The company’s capital structureis attractive , due to the high ratio of current assets to long-term liabilities, which is currently at 3.48x. Its operating cash flow position also reached a solid 172.91% of total borrowings, which makes investor capital robust against adverse market conditions. Furthermore, at a UK£20.74B market cap , more buyers and sellers exist for the stock than there would be if it were smaller, helping curtail the rate of decline in share price during periods of mass selling. With positive annual earnings growth of 12.07% over the past 5 years and an industry-beating 8.41% trailing 12-month ROA, ABF contains many of the valuable traits in a defensive stock. Continue research on Associated British Foods here.

LSE:ABF Income Statement Apr 23rd 18
LSE:ABF Income Statement Apr 23rd 18

NEXT plc (LSE:NXT)

NEXT plc engages in the retail of clothing, footwear, accessories, and home products in the United Kingdom, rest of Europe, the Middle East, Asia, and internationally. Founded in 1864, and currently headed by CEO Simon Wolfson, the company currently employs 28,318 people and has a market cap of GBP £7.15B, putting it in the mid-cap category.

NXT’s financial management makes the company a solid defensive candidate as current assets surpass total liabilities by 1.54x. Additionally, operating cash flow is at a good level relative to overall debt at 55.88%, meaning if economic conditions dampen the company’s ability to grow earnings, NXT should still be able to service debt. With NEXT’s market value of UK£7.15B and a PE of 12.53x, greater liquidity is offered at a good price relative to the market, helping curtail the rate of decline in share price during periods of mass selling. With positive annual earnings growth of 6.63% over the past 5 years and an attractive 122.63% trailing twelve month ROE, NXT is a fundamentally strong defensive company. Continue research on NEXT here.

LSE:NXT Income Statement Apr 23rd 18
LSE:NXT Income Statement Apr 23rd 18

Computacenter plc (LSE:CCC)

Computacenter plc, through its subsidiaries, provides information technology (IT) infrastructure services in the United Kingdom, Germany, France, and Belgium.

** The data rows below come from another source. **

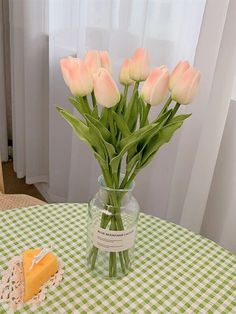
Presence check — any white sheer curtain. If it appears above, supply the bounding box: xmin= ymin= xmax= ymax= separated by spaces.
xmin=10 ymin=0 xmax=236 ymax=250
xmin=0 ymin=2 xmax=8 ymax=161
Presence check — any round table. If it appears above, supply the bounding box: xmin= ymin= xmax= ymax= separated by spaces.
xmin=0 ymin=204 xmax=236 ymax=314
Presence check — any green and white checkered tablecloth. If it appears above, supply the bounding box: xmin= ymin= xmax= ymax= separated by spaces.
xmin=0 ymin=204 xmax=236 ymax=314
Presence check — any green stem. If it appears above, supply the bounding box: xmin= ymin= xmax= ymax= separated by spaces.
xmin=108 ymin=108 xmax=116 ymax=147
xmin=91 ymin=91 xmax=99 ymax=118
xmin=158 ymin=96 xmax=172 ymax=117
xmin=140 ymin=104 xmax=151 ymax=128
xmin=124 ymin=85 xmax=129 ymax=102
xmin=166 ymin=102 xmax=180 ymax=123
xmin=80 ymin=96 xmax=91 ymax=114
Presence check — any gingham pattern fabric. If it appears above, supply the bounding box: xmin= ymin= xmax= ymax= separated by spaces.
xmin=0 ymin=204 xmax=236 ymax=314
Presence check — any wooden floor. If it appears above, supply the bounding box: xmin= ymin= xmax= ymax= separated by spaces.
xmin=2 ymin=162 xmax=45 ymax=201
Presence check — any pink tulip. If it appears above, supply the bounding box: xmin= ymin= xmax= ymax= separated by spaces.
xmin=99 ymin=50 xmax=111 ymax=73
xmin=93 ymin=68 xmax=120 ymax=108
xmin=169 ymin=61 xmax=190 ymax=90
xmin=119 ymin=59 xmax=134 ymax=85
xmin=84 ymin=50 xmax=101 ymax=74
xmin=171 ymin=67 xmax=201 ymax=105
xmin=141 ymin=65 xmax=169 ymax=106
xmin=60 ymin=57 xmax=93 ymax=96
xmin=130 ymin=48 xmax=149 ymax=82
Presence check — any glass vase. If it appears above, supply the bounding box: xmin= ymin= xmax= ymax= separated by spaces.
xmin=87 ymin=176 xmax=139 ymax=279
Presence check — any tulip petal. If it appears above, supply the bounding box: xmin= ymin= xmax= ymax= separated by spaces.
xmin=93 ymin=68 xmax=120 ymax=108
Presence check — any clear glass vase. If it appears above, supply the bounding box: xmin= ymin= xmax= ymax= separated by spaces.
xmin=87 ymin=176 xmax=139 ymax=279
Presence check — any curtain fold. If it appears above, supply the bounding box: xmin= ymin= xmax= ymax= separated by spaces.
xmin=11 ymin=0 xmax=235 ymax=244
xmin=0 ymin=2 xmax=8 ymax=161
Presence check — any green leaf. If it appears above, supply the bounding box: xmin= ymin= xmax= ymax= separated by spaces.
xmin=140 ymin=120 xmax=183 ymax=168
xmin=87 ymin=116 xmax=116 ymax=160
xmin=68 ymin=97 xmax=84 ymax=116
xmin=126 ymin=152 xmax=142 ymax=173
xmin=110 ymin=124 xmax=163 ymax=174
xmin=56 ymin=106 xmax=91 ymax=146
xmin=112 ymin=111 xmax=131 ymax=137
xmin=85 ymin=114 xmax=111 ymax=141
xmin=94 ymin=152 xmax=108 ymax=169
xmin=100 ymin=107 xmax=108 ymax=127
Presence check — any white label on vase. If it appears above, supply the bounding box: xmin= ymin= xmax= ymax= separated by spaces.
xmin=93 ymin=227 xmax=136 ymax=252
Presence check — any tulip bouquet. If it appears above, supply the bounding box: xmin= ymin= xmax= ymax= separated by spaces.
xmin=57 ymin=48 xmax=200 ymax=277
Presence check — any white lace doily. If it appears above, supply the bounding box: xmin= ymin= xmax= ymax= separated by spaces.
xmin=0 ymin=256 xmax=63 ymax=312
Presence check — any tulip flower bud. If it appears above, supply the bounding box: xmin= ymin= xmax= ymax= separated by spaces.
xmin=141 ymin=65 xmax=169 ymax=106
xmin=171 ymin=67 xmax=201 ymax=105
xmin=129 ymin=48 xmax=149 ymax=82
xmin=84 ymin=50 xmax=101 ymax=75
xmin=99 ymin=50 xmax=111 ymax=73
xmin=93 ymin=68 xmax=120 ymax=108
xmin=119 ymin=59 xmax=134 ymax=85
xmin=60 ymin=57 xmax=93 ymax=96
xmin=169 ymin=61 xmax=190 ymax=90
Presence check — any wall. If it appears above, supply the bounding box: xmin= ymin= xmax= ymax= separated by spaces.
xmin=201 ymin=100 xmax=236 ymax=253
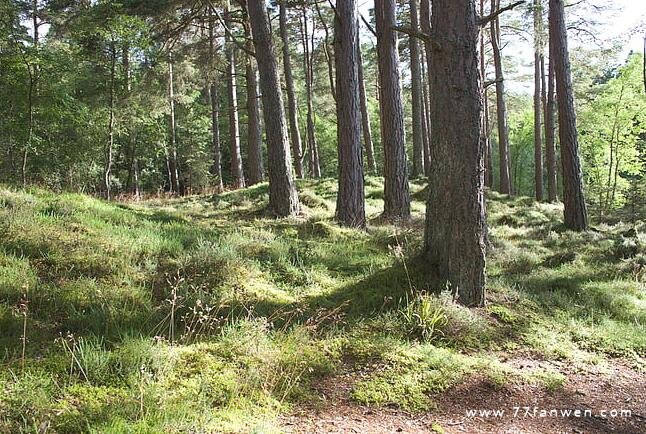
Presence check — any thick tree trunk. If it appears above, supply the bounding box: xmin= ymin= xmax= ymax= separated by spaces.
xmin=168 ymin=53 xmax=180 ymax=194
xmin=425 ymin=0 xmax=486 ymax=306
xmin=334 ymin=0 xmax=366 ymax=228
xmin=543 ymin=54 xmax=558 ymax=203
xmin=490 ymin=0 xmax=512 ymax=194
xmin=534 ymin=0 xmax=543 ymax=202
xmin=247 ymin=0 xmax=300 ymax=216
xmin=375 ymin=0 xmax=410 ymax=220
xmin=549 ymin=0 xmax=588 ymax=231
xmin=301 ymin=8 xmax=324 ymax=179
xmin=357 ymin=43 xmax=377 ymax=175
xmin=409 ymin=0 xmax=424 ymax=178
xmin=245 ymin=25 xmax=264 ymax=185
xmin=279 ymin=1 xmax=304 ymax=179
xmin=225 ymin=6 xmax=245 ymax=189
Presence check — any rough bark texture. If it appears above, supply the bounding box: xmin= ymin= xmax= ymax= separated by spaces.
xmin=225 ymin=6 xmax=245 ymax=188
xmin=375 ymin=0 xmax=410 ymax=220
xmin=247 ymin=0 xmax=300 ymax=216
xmin=491 ymin=0 xmax=511 ymax=194
xmin=168 ymin=54 xmax=179 ymax=194
xmin=549 ymin=0 xmax=588 ymax=231
xmin=245 ymin=25 xmax=264 ymax=185
xmin=409 ymin=0 xmax=424 ymax=178
xmin=279 ymin=1 xmax=304 ymax=179
xmin=420 ymin=0 xmax=433 ymax=176
xmin=425 ymin=0 xmax=486 ymax=306
xmin=334 ymin=0 xmax=366 ymax=228
xmin=209 ymin=20 xmax=224 ymax=191
xmin=301 ymin=8 xmax=324 ymax=178
xmin=357 ymin=43 xmax=377 ymax=175
xmin=545 ymin=50 xmax=558 ymax=202
xmin=534 ymin=0 xmax=543 ymax=202
xmin=480 ymin=0 xmax=493 ymax=188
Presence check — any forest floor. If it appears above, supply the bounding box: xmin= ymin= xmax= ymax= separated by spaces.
xmin=0 ymin=178 xmax=646 ymax=434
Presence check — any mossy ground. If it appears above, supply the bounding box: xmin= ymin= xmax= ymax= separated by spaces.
xmin=0 ymin=178 xmax=646 ymax=433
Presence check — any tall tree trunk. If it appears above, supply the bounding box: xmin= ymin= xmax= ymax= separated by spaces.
xmin=375 ymin=0 xmax=410 ymax=220
xmin=409 ymin=0 xmax=424 ymax=178
xmin=247 ymin=0 xmax=300 ymax=216
xmin=314 ymin=2 xmax=336 ymax=101
xmin=334 ymin=0 xmax=366 ymax=228
xmin=357 ymin=42 xmax=377 ymax=175
xmin=534 ymin=0 xmax=543 ymax=202
xmin=490 ymin=0 xmax=512 ymax=194
xmin=301 ymin=7 xmax=324 ymax=178
xmin=425 ymin=0 xmax=486 ymax=306
xmin=279 ymin=1 xmax=305 ymax=179
xmin=209 ymin=17 xmax=224 ymax=192
xmin=420 ymin=0 xmax=433 ymax=177
xmin=245 ymin=24 xmax=264 ymax=185
xmin=480 ymin=0 xmax=493 ymax=188
xmin=543 ymin=49 xmax=558 ymax=203
xmin=168 ymin=53 xmax=180 ymax=194
xmin=549 ymin=0 xmax=588 ymax=231
xmin=103 ymin=42 xmax=117 ymax=200
xmin=225 ymin=2 xmax=245 ymax=189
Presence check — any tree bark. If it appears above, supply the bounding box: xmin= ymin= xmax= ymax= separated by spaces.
xmin=357 ymin=39 xmax=377 ymax=175
xmin=409 ymin=0 xmax=424 ymax=178
xmin=168 ymin=53 xmax=180 ymax=194
xmin=490 ymin=0 xmax=511 ymax=194
xmin=549 ymin=0 xmax=588 ymax=231
xmin=209 ymin=20 xmax=224 ymax=192
xmin=534 ymin=0 xmax=543 ymax=202
xmin=375 ymin=0 xmax=410 ymax=221
xmin=301 ymin=8 xmax=324 ymax=179
xmin=225 ymin=4 xmax=245 ymax=189
xmin=543 ymin=50 xmax=558 ymax=203
xmin=420 ymin=0 xmax=433 ymax=177
xmin=334 ymin=0 xmax=366 ymax=228
xmin=279 ymin=1 xmax=304 ymax=179
xmin=480 ymin=0 xmax=493 ymax=188
xmin=425 ymin=0 xmax=486 ymax=306
xmin=245 ymin=24 xmax=264 ymax=185
xmin=247 ymin=0 xmax=300 ymax=216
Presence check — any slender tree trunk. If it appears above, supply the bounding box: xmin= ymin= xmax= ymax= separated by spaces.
xmin=314 ymin=2 xmax=336 ymax=101
xmin=425 ymin=0 xmax=486 ymax=306
xmin=209 ymin=19 xmax=224 ymax=192
xmin=543 ymin=53 xmax=558 ymax=203
xmin=247 ymin=0 xmax=300 ymax=216
xmin=279 ymin=1 xmax=305 ymax=179
xmin=549 ymin=0 xmax=588 ymax=231
xmin=301 ymin=8 xmax=321 ymax=178
xmin=491 ymin=0 xmax=512 ymax=194
xmin=245 ymin=24 xmax=264 ymax=185
xmin=409 ymin=0 xmax=424 ymax=178
xmin=420 ymin=0 xmax=433 ymax=177
xmin=534 ymin=0 xmax=543 ymax=202
xmin=375 ymin=0 xmax=410 ymax=220
xmin=103 ymin=42 xmax=117 ymax=200
xmin=480 ymin=0 xmax=493 ymax=188
xmin=168 ymin=53 xmax=180 ymax=194
xmin=225 ymin=2 xmax=245 ymax=189
xmin=357 ymin=39 xmax=377 ymax=175
xmin=422 ymin=50 xmax=431 ymax=178
xmin=334 ymin=0 xmax=366 ymax=228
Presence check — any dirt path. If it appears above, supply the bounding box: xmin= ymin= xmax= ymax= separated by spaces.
xmin=281 ymin=360 xmax=646 ymax=434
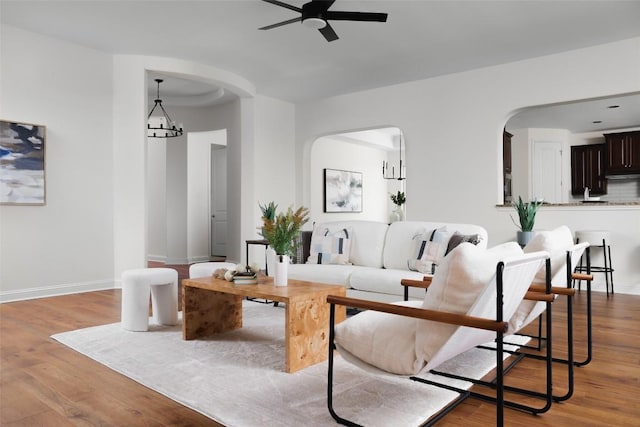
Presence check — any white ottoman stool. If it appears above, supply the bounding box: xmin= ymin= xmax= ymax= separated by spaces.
xmin=189 ymin=262 xmax=237 ymax=279
xmin=121 ymin=268 xmax=178 ymax=331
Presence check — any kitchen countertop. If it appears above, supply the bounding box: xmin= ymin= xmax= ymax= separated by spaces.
xmin=496 ymin=200 xmax=640 ymax=208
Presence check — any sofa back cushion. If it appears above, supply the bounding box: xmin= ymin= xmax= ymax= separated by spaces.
xmin=308 ymin=221 xmax=389 ymax=268
xmin=383 ymin=221 xmax=487 ymax=270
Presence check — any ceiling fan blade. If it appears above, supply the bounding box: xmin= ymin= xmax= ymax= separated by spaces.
xmin=318 ymin=22 xmax=339 ymax=42
xmin=324 ymin=11 xmax=387 ymax=22
xmin=262 ymin=0 xmax=302 ymax=12
xmin=258 ymin=16 xmax=302 ymax=30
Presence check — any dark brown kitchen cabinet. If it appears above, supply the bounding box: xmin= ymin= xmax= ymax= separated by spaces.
xmin=604 ymin=131 xmax=640 ymax=175
xmin=571 ymin=144 xmax=607 ymax=196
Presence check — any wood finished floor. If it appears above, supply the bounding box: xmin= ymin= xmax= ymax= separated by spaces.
xmin=0 ymin=284 xmax=640 ymax=426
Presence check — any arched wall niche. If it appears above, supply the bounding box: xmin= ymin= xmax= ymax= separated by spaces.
xmin=113 ymin=55 xmax=255 ymax=277
xmin=303 ymin=125 xmax=406 ymax=223
xmin=501 ymin=92 xmax=640 ymax=204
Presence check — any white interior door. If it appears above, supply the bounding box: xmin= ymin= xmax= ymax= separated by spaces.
xmin=211 ymin=145 xmax=227 ymax=257
xmin=531 ymin=141 xmax=563 ymax=203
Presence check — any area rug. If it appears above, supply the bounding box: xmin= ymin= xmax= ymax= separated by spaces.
xmin=52 ymin=301 xmax=524 ymax=427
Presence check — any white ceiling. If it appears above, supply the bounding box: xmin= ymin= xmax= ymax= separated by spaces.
xmin=0 ymin=0 xmax=640 ymax=131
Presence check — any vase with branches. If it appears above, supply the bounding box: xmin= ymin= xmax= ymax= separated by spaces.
xmin=261 ymin=202 xmax=309 ymax=286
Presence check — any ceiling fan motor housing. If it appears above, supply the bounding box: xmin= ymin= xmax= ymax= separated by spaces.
xmin=302 ymin=1 xmax=328 ymax=29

Established in 1981, and now run by Mike Norris, the company now has 14,026 employees and with the company’s market capitalisation at GBP £1.40B, we can put it in the small-cap stocks category.

CCC is well-postioned financially , due to high liquidity with current assets covering liabilities by 64.96x. Additionally, operating cash flow is higher than total debt by over 200%, creating greater safety for investors in a fickle market. Furthermore, at a UK£1.40B market cap , more buyers and sellers exist for the stock than there would be if it were smaller, which minimises the potential for rapid share price falls in down cycles. Seeing that last year’s earnings growth continues the previous 5 years’ positive annual growth trajectory at 27.51% and 9.53% respectively, CCC has some of the necessary characteristics to maintain value during a cyclical downfall in the market. More detail on Computacenter here.

LSE:CCC Income Statement Apr 23rd 18
LSE:CCC Income Statement Apr 23rd 18

For more robust companies to add to your portfolio, explore this interactive list of defensive stocks.


To help readers see pass the short term volatility of the financial market, we aim to bring you a long-term focused research analysis purely driven by fundamental data. Note that our analysis does not factor in the latest price sensitive company announcements.

The author is an independent contributor and at the time of publication had no position in the stocks mentioned.